Foodie Friday–Comfort Food

Just the words evoke images of fluffiness; of warmth. For me, comfort foods have always been white and fluffy—and processed carbs. But, you know, as a woman becomes a woman of a certain age, those white and fluffy carbs tend not to be your friend. And ultimately, you find that these allies whom you once depended on, the ones you turned to in your hours of need, are more like your frenemies.

What’s a girl to do?

Well, this girl has turned to soup. I love soup, and I love to make soup. How else can you take a big pile of nothing (like some random leftovers) and turn it into a big pot of something? That’s kitchen magic, I tell you.

I discovered white bean and kale soup at my local fancy grocery store’s buffet when I met a friend for lunch. It sounded so hearty. I’ve heard of kale; I know it’s good for me. White beans are tasty. It smelled divine. My friend chimed in “I’ve had it! It’s good,” and that’s all the endorsement I needed, I filled up a bowl and that was that. And my friend did a wonderful job ignoring the soup mustache I got from downing that cup of yum in record time.

kale

Two days later, I drove five miles out of my way (yes, fine, in each direction) to again visit this store to again get a cup of this soup (a bigger one this time). What can I say? I was hooked! That night, I decided to look for a recipe and low & behold, the Interwebs turned up the very same recipe for the soup I’d been enjoying.

I made a few tweaks and whipped up a giant batch of soup and I’ve been enjoying it ever since. I’d share a picture of it, but as soon as I get a bowl of soup ready? I eat it. So instead, I share a picture of kale, which makes this soup so good.

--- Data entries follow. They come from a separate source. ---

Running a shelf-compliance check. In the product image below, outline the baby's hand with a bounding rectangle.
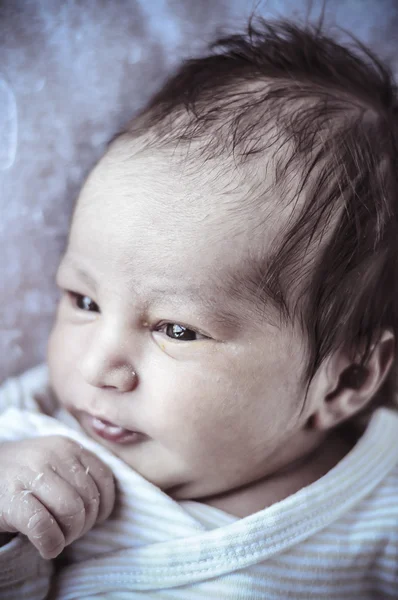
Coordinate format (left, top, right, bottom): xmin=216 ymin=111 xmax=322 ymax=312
xmin=0 ymin=435 xmax=115 ymax=559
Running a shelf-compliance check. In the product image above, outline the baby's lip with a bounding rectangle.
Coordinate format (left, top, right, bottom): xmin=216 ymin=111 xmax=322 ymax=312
xmin=80 ymin=411 xmax=144 ymax=435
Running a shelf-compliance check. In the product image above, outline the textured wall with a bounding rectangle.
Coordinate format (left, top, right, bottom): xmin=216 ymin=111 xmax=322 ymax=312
xmin=0 ymin=0 xmax=398 ymax=380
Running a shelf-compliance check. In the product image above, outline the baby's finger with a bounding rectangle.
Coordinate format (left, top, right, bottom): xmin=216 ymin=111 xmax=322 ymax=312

Why? You ask—why does kale make such a difference? Well, it’s cheap. It’s healthy. And it holds up. Even after it’s been frozen, the kale keeps some body and texture and doesn’t get all mushy. Kale is also high in fiber, vitamin A and disease-fighting antioxidants. If you’ve never tried kale, I strongly suggest you give it a try in this soup. You can find the original recipe if you search for it; my adapted version is here.

Kale and White Bean Soup (adapted from Whole Foods recipe)

2 T extra virgin olive oil
1 md yellow onion, diced
2 carrots, peeled and diced
1 stalk celery, chopped
4 cloves garlic, chopped
8 cups chicken stock
1 bunch kale, trimmed and chopped
2 14.5-ounce cans diced tomatoes
1 14.5-ounce can white beans, drained and rinsed
salt, pepper, Italian seasoning to taste
freshly-grated Parmesan cheese

–        In a large saucepan, heat oil and add onion, carrot, celery and garlic. Cook several minutes, until slightly softened.

–        Add stock, tomatoes and kale. Cover and cook until kale reduces (it’s very fluffy!) a bit and softens somewhat.

–        Just before serving, add beans and heat through.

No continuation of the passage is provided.